What is http host header?

2019-01-16 08:34发布

问题:

Given that the TCP connection is already established when the HTTP request is sent, the IP address and port are implicitly known -- a TCP connection is an IP + Port. So, why do we need the Host header? Is this only needed for the case where there are multiple hosts mapped to the IP address implied in the TCP connection?

回答1:

The host-Header tells the webserver which virtual host to use (if set up). You even can have the same virtual host using several aliases (= domains and wildcard-domains). In this case, you still have the possibility to read that header manually in your web app if you want to provide different behavior based on different domains addressed. This is possible because in your webserver you can (and if I'm not mistaken you must) set up one vhost to be the default host. This default vhost is used whenever the host-header does not match any of the configured virtual hosts.

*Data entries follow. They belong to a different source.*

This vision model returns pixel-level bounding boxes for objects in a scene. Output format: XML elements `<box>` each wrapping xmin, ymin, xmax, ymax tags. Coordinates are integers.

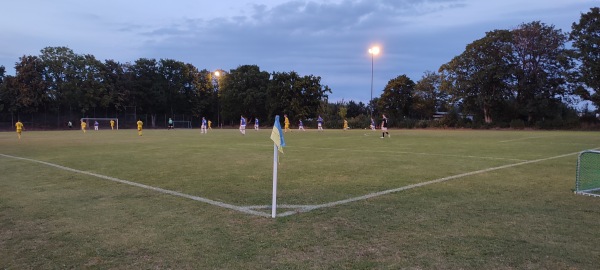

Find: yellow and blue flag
<box><xmin>271</xmin><ymin>115</ymin><xmax>285</xmax><ymax>153</ymax></box>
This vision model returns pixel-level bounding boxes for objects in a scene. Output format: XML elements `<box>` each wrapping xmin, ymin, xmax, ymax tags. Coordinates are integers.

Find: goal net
<box><xmin>173</xmin><ymin>121</ymin><xmax>192</xmax><ymax>128</ymax></box>
<box><xmin>81</xmin><ymin>117</ymin><xmax>119</xmax><ymax>130</ymax></box>
<box><xmin>575</xmin><ymin>150</ymin><xmax>600</xmax><ymax>197</ymax></box>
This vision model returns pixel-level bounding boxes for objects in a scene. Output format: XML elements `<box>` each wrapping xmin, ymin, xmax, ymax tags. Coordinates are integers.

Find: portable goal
<box><xmin>80</xmin><ymin>117</ymin><xmax>119</xmax><ymax>130</ymax></box>
<box><xmin>575</xmin><ymin>150</ymin><xmax>600</xmax><ymax>197</ymax></box>
<box><xmin>173</xmin><ymin>120</ymin><xmax>192</xmax><ymax>128</ymax></box>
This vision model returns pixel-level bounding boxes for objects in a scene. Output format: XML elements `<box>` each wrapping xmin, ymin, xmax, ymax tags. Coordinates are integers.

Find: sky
<box><xmin>0</xmin><ymin>0</ymin><xmax>600</xmax><ymax>103</ymax></box>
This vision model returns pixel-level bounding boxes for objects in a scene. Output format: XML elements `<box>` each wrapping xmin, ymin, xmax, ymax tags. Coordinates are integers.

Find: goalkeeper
<box><xmin>137</xmin><ymin>119</ymin><xmax>144</xmax><ymax>136</ymax></box>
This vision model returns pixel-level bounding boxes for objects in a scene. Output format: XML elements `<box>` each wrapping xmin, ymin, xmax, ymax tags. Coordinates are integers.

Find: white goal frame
<box><xmin>173</xmin><ymin>120</ymin><xmax>192</xmax><ymax>128</ymax></box>
<box><xmin>80</xmin><ymin>117</ymin><xmax>119</xmax><ymax>129</ymax></box>
<box><xmin>575</xmin><ymin>150</ymin><xmax>600</xmax><ymax>197</ymax></box>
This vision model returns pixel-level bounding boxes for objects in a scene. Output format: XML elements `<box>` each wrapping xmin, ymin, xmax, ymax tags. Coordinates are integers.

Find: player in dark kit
<box><xmin>381</xmin><ymin>114</ymin><xmax>391</xmax><ymax>139</ymax></box>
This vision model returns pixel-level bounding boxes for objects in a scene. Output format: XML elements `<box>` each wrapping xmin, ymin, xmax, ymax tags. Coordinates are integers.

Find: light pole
<box><xmin>369</xmin><ymin>46</ymin><xmax>379</xmax><ymax>119</ymax></box>
<box><xmin>214</xmin><ymin>70</ymin><xmax>221</xmax><ymax>127</ymax></box>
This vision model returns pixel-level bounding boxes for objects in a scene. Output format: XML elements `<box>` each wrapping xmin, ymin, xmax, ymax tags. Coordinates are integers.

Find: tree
<box><xmin>267</xmin><ymin>71</ymin><xmax>331</xmax><ymax>123</ymax></box>
<box><xmin>39</xmin><ymin>47</ymin><xmax>80</xmax><ymax>111</ymax></box>
<box><xmin>569</xmin><ymin>7</ymin><xmax>600</xmax><ymax>107</ymax></box>
<box><xmin>440</xmin><ymin>30</ymin><xmax>514</xmax><ymax>123</ymax></box>
<box><xmin>413</xmin><ymin>71</ymin><xmax>448</xmax><ymax>119</ymax></box>
<box><xmin>346</xmin><ymin>100</ymin><xmax>369</xmax><ymax>117</ymax></box>
<box><xmin>511</xmin><ymin>21</ymin><xmax>573</xmax><ymax>124</ymax></box>
<box><xmin>130</xmin><ymin>58</ymin><xmax>166</xmax><ymax>127</ymax></box>
<box><xmin>379</xmin><ymin>75</ymin><xmax>415</xmax><ymax>119</ymax></box>
<box><xmin>220</xmin><ymin>65</ymin><xmax>270</xmax><ymax>121</ymax></box>
<box><xmin>10</xmin><ymin>56</ymin><xmax>51</xmax><ymax>112</ymax></box>
<box><xmin>99</xmin><ymin>60</ymin><xmax>130</xmax><ymax>111</ymax></box>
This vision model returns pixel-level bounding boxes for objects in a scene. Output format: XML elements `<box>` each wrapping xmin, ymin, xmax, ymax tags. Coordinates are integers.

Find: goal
<box><xmin>81</xmin><ymin>117</ymin><xmax>119</xmax><ymax>130</ymax></box>
<box><xmin>173</xmin><ymin>121</ymin><xmax>192</xmax><ymax>128</ymax></box>
<box><xmin>575</xmin><ymin>150</ymin><xmax>600</xmax><ymax>197</ymax></box>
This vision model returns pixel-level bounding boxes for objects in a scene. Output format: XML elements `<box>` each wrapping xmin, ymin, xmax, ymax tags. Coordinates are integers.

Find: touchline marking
<box><xmin>0</xmin><ymin>151</ymin><xmax>584</xmax><ymax>218</ymax></box>
<box><xmin>499</xmin><ymin>136</ymin><xmax>552</xmax><ymax>143</ymax></box>
<box><xmin>288</xmin><ymin>146</ymin><xmax>527</xmax><ymax>161</ymax></box>
<box><xmin>0</xmin><ymin>154</ymin><xmax>271</xmax><ymax>218</ymax></box>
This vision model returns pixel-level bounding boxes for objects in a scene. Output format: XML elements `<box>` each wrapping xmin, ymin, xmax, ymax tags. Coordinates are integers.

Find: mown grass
<box><xmin>0</xmin><ymin>129</ymin><xmax>600</xmax><ymax>269</ymax></box>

That means: You get it right, although saying "multiple hosts" may be somewhat misleading: The host (the addressed machine) is the same, what really gets resolved to the IP address are different domain names (including subdomains) that are also referred to as hostnames (but not hosts!).

Although not part of the question, a fun fact: This specification lead to problems with SSL in early days because the web server has to deliver the certificate that corresponds to the domain the client has addressed. However, in order to know what certificate to use, the webserver should have known the addressed hostname in advance. But because the client sends that information only over the encrypted channel (which means: after the certificate has already been sent), the server had to assume you browsed the default host. That meant: One ssl-secured domain per IP address / port-combination.

This has been overcome with Server Name Indication, however, that again breaks some privacy, as the server name is now transferred in plain text again, so every man-in-the-middle would see, which hostname you are trying to connect to.

Although the webserver would know the hostname from Server Name Indication, the host-header is not obsolete, because the Server Name Indication information is only used within the TLS handshake. With an unsecured connection, there is no Server Name Indication at all, so the host-header is still valid (and necessary).

Another fun fact: Most webservers (if not even all of them) reject your http-request if it does not contain exactly one host-header, even if it could be omitted because there is only the default vhost configured. That means, the minimum required information in an http-(get-)request is the first line containing METHOD RESOURCE and PROTOCOL VERSION and at least the host-header, like this:

GET /someresource.html HTTP/1.1
Host: www.example.com

You may want to read the MDN Documentation on the Host-Header for more information, which says

A Host header field must be sent in all HTTP/1.1 request messages. A 400 (Bad Request) status code will be sent to any HTTP/1.1 request message that lacks a Host header field or contains more than one.

As mentioned by Darrel Miller, the complete specs can be found in RFC7230.



回答2:

I would always recommend going to the authoritative source when trying to understand the meaning and purpose of HTTP headers.

The "Host" header field in a request provides the host and port
information from the target URI, enabling the origin server to
distinguish among resources while servicing requests for multiple
host names on a single IP address.

https://tools.ietf.org/html/rfc7230#section-5.4



回答3:

HTTP 1.1, a host header is a third piece of information that you can use in addition to the IP address and port number to uniquely identify a Web domain or, as Microsoft calls it, an application server. For example, the host header name for the URL www.ideva.com is www.ideva.com. An HTML 3.0 or later browser supports HTTP 1.1. The browser includes the host header name you specified in the location field of the request header that the browser sends to the server. If you don't specify a host header name in the request header, the root Web domain acts as the default Web server.